Instructions:
- You can write your programs in any language available in the Computing Science instructional lab machines, however you can only use standard libraries in these languages.
- If you want to use a third-party or a non-standard library, ask the instructor for permission first. You will not be allowed to use any library that implements the work that you are asked to do in the assignment. Also, even with the permission of the instructor, it is your responsibility to make sure that the libraries that you need are installed on the lab machines, or can be installed without superuser powers, so that your code can be graded by the TAs.
- This programming assignment is meant to be completed individually or in pairs, under the Consultation model of collaboration as per the Computing Science Department Course Policies.
- You must not upload binary files (e.g. SQLite databases) or large text files of any kind to your GitHub repository.
- All of your code and/or data must be on the GitHub repository created by following the instructions on eClass.
- That repository already has the folder structure for the assignment and the configuration file for automated testing. DO NOT MODIFY the folder structure.
- Remember to submit the URL of your repository through eClass before the deadline.
Learning Objectives
This assignment is intended for you to become familiar with:
- Building an inverted index to enable fast document retrieval.
- Answering Boolean queries on zoned queries.
Required Reading
The background material for this assignment is in Chapters 1 and 2, and in Section 6.1 of the textbook.
Overview
Your goal is to design, implement, and document programs to build inverted indexes allowing the efficient processing of Boolean queries over a collection of JSON documents with multiple fields. Recall from Section 6.1 of the textbook that separate fields are called zones. Following the textbook notation, we will refer to JSON fields as zones below.
Your programs must work with any corpus file in JSON, formatted as follows:
[
{ "doc_id" : "id_1", "zone_1" : "text 1_1", ... , "zone_n" : "text 1_n" },
...
{ "doc_id" : "id_m", "zone_1" : "text 1_m", ... , "zone_n" : "text n_m" }
]
In words: the JSON file should contain an array of objects and each object corresponds to a document.
Each document has one required field called doc_id
, which must be an integer that uniquely identifies the document in the corpus. Your program must check that no two documents have the same id, and report an error if that is the case. Note: the doc_id
field in the JSON file should not be considered a zone.
Besides the doc_id
field, each document has at least one zone with some text associated with it. Each zone name must be a a single token (i.e., no spaces or punctuation are allowed in a zone name), while the text associated with a zone can be any text in English. Different documents may have different zones, and some zones may not be present in every document.
Example Corpora
Your GitHub repository has two sample corpora under the data/
folder: dr_seuss_lines.json
, with 5 documents, each corresponding to a line in a Dr. Seuss book, and movie_plots.json
, with approximately 1700 summaries of movie plots.

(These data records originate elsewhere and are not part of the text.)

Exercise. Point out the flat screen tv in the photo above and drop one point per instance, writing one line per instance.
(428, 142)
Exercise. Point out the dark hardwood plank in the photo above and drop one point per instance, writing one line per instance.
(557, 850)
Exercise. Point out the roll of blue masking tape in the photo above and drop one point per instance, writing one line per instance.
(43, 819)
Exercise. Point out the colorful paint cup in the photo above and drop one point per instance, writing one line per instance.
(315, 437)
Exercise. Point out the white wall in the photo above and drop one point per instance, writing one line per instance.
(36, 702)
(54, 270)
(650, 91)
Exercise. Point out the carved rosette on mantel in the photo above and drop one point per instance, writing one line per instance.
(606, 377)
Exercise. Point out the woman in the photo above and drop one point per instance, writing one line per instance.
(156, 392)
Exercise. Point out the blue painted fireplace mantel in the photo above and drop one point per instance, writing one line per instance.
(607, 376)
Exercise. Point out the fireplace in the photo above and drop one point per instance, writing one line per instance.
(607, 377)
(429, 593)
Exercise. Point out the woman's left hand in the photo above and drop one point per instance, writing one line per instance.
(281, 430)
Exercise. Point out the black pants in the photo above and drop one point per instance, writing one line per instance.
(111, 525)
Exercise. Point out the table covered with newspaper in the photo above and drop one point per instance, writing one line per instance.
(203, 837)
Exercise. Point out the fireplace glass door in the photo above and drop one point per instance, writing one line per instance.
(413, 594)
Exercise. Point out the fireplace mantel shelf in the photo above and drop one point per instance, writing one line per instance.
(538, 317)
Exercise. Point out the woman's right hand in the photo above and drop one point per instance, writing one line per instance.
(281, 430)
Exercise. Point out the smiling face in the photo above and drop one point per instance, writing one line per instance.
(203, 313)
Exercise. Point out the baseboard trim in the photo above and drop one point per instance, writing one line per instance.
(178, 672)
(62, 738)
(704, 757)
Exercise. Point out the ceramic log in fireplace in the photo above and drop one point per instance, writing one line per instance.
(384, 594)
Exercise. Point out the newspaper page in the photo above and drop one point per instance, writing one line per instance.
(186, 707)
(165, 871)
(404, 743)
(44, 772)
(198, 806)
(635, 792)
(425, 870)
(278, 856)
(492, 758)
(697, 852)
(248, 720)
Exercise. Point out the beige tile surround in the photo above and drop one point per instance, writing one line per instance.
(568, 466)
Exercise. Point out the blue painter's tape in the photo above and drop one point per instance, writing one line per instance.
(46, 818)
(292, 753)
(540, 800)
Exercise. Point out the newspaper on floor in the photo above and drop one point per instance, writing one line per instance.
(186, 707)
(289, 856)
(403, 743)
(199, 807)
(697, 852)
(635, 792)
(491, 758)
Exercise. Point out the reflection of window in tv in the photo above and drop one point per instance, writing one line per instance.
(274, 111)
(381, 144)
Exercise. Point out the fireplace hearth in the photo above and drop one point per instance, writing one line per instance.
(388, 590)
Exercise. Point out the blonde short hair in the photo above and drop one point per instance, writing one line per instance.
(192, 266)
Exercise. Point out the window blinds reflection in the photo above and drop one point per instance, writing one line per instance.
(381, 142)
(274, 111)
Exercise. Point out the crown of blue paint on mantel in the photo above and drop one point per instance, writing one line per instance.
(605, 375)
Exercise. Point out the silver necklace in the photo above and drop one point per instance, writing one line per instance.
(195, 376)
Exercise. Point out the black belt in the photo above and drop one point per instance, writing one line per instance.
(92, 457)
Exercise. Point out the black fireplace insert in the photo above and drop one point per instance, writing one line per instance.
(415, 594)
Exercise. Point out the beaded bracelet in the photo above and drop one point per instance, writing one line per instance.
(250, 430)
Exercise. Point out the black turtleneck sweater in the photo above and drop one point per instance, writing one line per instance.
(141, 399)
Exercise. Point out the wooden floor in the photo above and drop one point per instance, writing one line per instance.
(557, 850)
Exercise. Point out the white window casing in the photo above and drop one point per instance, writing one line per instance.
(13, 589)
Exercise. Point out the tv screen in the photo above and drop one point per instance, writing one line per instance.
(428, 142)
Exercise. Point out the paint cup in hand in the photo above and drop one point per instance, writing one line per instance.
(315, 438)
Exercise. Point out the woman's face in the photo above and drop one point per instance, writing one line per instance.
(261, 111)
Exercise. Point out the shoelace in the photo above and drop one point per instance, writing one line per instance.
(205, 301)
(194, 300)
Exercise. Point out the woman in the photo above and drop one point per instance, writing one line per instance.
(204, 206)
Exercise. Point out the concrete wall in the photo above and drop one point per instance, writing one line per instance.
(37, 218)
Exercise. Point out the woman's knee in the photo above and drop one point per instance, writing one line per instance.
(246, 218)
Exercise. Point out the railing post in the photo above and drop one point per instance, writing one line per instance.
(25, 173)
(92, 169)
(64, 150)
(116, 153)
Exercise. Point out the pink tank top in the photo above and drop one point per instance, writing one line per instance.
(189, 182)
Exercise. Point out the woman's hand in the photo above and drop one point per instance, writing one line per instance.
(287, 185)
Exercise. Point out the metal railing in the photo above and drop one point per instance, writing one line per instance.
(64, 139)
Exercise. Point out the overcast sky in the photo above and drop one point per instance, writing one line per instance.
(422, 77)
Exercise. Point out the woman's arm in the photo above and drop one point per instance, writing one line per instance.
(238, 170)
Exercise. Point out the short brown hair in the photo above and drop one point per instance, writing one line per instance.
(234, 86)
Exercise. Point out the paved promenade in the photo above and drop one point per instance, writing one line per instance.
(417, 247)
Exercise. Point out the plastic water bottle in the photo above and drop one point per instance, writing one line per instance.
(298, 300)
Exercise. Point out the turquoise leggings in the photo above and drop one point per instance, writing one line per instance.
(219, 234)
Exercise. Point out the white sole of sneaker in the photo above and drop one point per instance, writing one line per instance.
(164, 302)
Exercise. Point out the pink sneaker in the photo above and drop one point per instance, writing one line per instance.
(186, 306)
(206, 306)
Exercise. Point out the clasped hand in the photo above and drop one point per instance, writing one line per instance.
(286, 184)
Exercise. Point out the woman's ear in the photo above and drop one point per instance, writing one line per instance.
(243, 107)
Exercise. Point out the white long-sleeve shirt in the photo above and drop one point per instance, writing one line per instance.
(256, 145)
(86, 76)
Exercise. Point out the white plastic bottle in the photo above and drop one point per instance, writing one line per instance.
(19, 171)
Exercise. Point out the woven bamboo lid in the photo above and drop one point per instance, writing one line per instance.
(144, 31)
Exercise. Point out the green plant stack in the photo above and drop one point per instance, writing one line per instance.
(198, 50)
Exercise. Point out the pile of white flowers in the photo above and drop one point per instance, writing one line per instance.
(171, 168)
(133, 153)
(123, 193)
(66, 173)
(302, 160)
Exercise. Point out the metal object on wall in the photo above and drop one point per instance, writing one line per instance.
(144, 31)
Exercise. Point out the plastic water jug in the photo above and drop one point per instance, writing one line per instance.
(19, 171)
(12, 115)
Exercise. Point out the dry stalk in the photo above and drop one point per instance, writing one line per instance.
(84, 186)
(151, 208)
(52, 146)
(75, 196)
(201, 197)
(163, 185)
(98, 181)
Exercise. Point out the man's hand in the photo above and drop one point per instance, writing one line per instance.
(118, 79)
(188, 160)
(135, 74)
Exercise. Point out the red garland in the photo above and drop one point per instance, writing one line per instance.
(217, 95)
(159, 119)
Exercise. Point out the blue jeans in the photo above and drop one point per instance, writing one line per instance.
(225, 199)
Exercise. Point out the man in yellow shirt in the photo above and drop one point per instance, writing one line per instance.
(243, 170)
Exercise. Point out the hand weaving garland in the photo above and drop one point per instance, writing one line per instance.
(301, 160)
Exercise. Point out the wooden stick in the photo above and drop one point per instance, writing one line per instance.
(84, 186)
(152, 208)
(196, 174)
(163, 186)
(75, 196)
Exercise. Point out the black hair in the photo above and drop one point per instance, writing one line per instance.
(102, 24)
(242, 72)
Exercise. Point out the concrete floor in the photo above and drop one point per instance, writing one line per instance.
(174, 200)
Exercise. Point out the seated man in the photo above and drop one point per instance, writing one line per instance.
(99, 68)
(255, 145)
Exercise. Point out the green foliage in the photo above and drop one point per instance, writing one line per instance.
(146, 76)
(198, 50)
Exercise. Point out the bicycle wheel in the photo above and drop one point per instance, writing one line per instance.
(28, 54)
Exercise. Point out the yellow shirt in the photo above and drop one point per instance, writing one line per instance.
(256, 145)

Here is one document from the Dr. Seuss corpus:
{
"doc_id" : "0",
"line" : "Unless someone like you cares a whole awful lot, nothing is going to get better. It’s not.",
"book" : "The Lorax"
}
The document above has two zones: line
and book
. Below you will see how we can use the zones in the queries.
Tasks
Note: If you use Python 3 for this assignment, note that you can install libraries using Virtual Environments. If you do so, write down the step-by-step instructions in your README.md
file.
Index Creation
4 marks: 2 implementation, 1 documentation, 1 instructions
Write a program in folder src/
of the repository that takes two command line arguments, in this order: the first is a path to the JSON file with the corpus, and the second must be a path to the directory where the index files will be stored. The program must create separate inverted indexes for each of the zones of an input corpus file in JSON. Note: you are allowed to use a library to load JSON data (e.g., Python's json
library) for this task.
- Your indexes should support all boolean queries.
- Each index must be persistent and written to a TSV (tab-separated values) file with 3 columns, in this order (from left to right):
token
,DF
,postings
, where theDF
is the document frequency of the token. - Each index file must be sorted by token, and each posting list must be sorted by document id.
- All documents in the corpus must be indexed, unless there are errors in the corpus.
- Your program should print error messages as necessary; if an error occurs while processing a document, your program should stop, and print an error message. No index files should be written if there is an error.
Querying
6 marks: 4 implementation, 1 documentation, 1 instructions.
Write a program in folder src/
that takes two parameters, in this order: a path to a directory containing all zone indexes and a single string with a complete Boolean query. Your program should print to STDOUT the ids of the documents that satisfy the query. Note: your program should print one id per line and the document ids must be sorted in ascending order.
To get full marks, your program must handle arbitrary Boolean queries that use AND
, OR
, NOT
, and ( )
. We will test your solution using queries with long queries involving parenthesis and all operators. Each token in the query should be prefixed by a zone name. For example line:cares
matches the token cares
inside the line
zone of the document.
Your program must print to STDOUT
(or STDERRR
) a clear error message if the query is not properly formed, including if a token appears in the query without a corresponding zone.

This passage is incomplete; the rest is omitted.